Forum Moderators: coopster

Message Too Old, No Replies

bots are indexing bogus pages, php problem?

         

jake66

2:06 am on Nov 22, 2005 (gmt 0)

10+ Year Member



i use htaccess to rewrite from /product_info/product_id=00 to:
Product+Category/Product_Brand.html

the problem:
yahoo and google are indexing pages THAT DO NOT EXIST and never have.

they're indexing VALID category names, but they are also linking them to other categories. for instance:

Old+Antiques/1920s.html (valid)
the spiders find this no problem.

but for the past month, they have been finding url's like this:
Old+Antiques/1920s__1930s.html
what they are doing is merging one category with another, and this is producing a 200/OK response.

i can't figure out why.
could it be in my htaccess or my code?

if any part of the codes used needs to be posted.. please let me know.

this is from an oscommerce-based website, but i have already hit the osc forums and it has been determined to not be an oscommerce issue.

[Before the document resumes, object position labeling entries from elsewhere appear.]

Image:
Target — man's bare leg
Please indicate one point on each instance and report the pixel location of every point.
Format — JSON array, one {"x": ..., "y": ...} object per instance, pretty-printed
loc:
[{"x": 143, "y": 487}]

the htaccess and rewrite script i use is not stock oscommerce.
i have sent a bot to pull every page linked on my site, none of these url's are showing up anywhere.

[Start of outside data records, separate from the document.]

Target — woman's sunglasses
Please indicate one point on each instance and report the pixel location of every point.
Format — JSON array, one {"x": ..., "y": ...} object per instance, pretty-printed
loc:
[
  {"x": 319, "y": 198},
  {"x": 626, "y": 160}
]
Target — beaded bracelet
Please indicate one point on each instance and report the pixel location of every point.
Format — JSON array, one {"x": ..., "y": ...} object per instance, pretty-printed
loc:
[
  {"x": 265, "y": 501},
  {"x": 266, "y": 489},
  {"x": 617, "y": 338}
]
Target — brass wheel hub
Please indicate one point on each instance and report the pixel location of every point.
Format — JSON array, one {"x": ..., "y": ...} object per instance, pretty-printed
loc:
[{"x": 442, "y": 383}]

for reference, here is my htaccess rule:
RewriteEngine on
RewriteBase /
RewriteRule ^([^/]*)\.html$ $1.php?%{QUERY_STRING} [NC]
RewriteRule ^/?(category)/([^/]*)\.html$ index.php?cPath=$2&%{QUERY_STRING} [NC]

jake66

2:07 am on Nov 22, 2005 (gmt 0)

10+ Year Member



i have also posted this in the htaccess forum, but was instructed to post my problem here instead.

jake66

3:32 am on Nov 22, 2005 (gmt 0)

10+ Year Member



it seems to have fixed itself, either that.. or there was a glitch with one of the categories i deleted today.

if anyone has any suspicions as to why this happened, i would love to hear it :)

jake66

10:57 am on Nov 26, 2005 (gmt 0)

10+ Year Member



this is happening again, appearently for no reason.
can anyone offer a suggestion what to look at?

Anyango

12:01 pm on Nov 26, 2005 (gmt 0)

WebmasterWorld Senior Member 10+ Year Member



Although i don't really know what the reason could be, and i am shooting in the dark but i would suggest a simple way to avoid this situation, and that is let's say


i use htaccess to rewrite from /product_info/product_id=00 to:
Product+Category/Product_Brand.html

the problem:
yahoo and google are indexing pages THAT DO NOT EXIST and never have.

if you don't have something to show for this page

Old+Antiques/1920s__1930s.html

why are you sending back 200/OK?

i would send a 404 from php code to the client for any page for which i don't have information to show.

:)

jake66

5:31 pm on Nov 26, 2005 (gmt 0)

10+ Year Member



the thing is, i am not sending a 200/ok back. the site somehow is doing that on it's own. i suspect it's to do with either the htaccess rule or the php script that accompanies the rewrite rule.

for example:
the default oscommerce category url's are: /index.php?cPath=1

mine are rewritten to use the category name in the url.

i'm new to htaccess & php, perhaps there is something painfully obvious i am missing? how could i force a 404 response on these nonexistant url's?

jd01

6:54 pm on Nov 26, 2005 (gmt 0)

WebmasterWorld Senior Member 10+ Year Member



The problem is Apache sends a '200 OK' header, because your script opened properly --- the page is 'found' --- Apache does not know that there is no information on your page.

You will need to check within your php script for a result, and if there is not any information, set a '404 Not Found' header manually, before anything is output by your php page.

EG
if(!$result=mysql_fetch_array($your_stuff)) {
header($_SERVER['SERVER_PROTOCOL']." 404 Not Found"); exit();
}

Hope this helps.

Justin

FalseDawn

8:18 pm on Nov 26, 2005 (gmt 0)

10+ Year Member



I think the problem is in your .htaccess rules - if the URL you enter is not matched by any rules, then a 404 should automatically be generated - you shouldn't have to mess about with using PHP to return that.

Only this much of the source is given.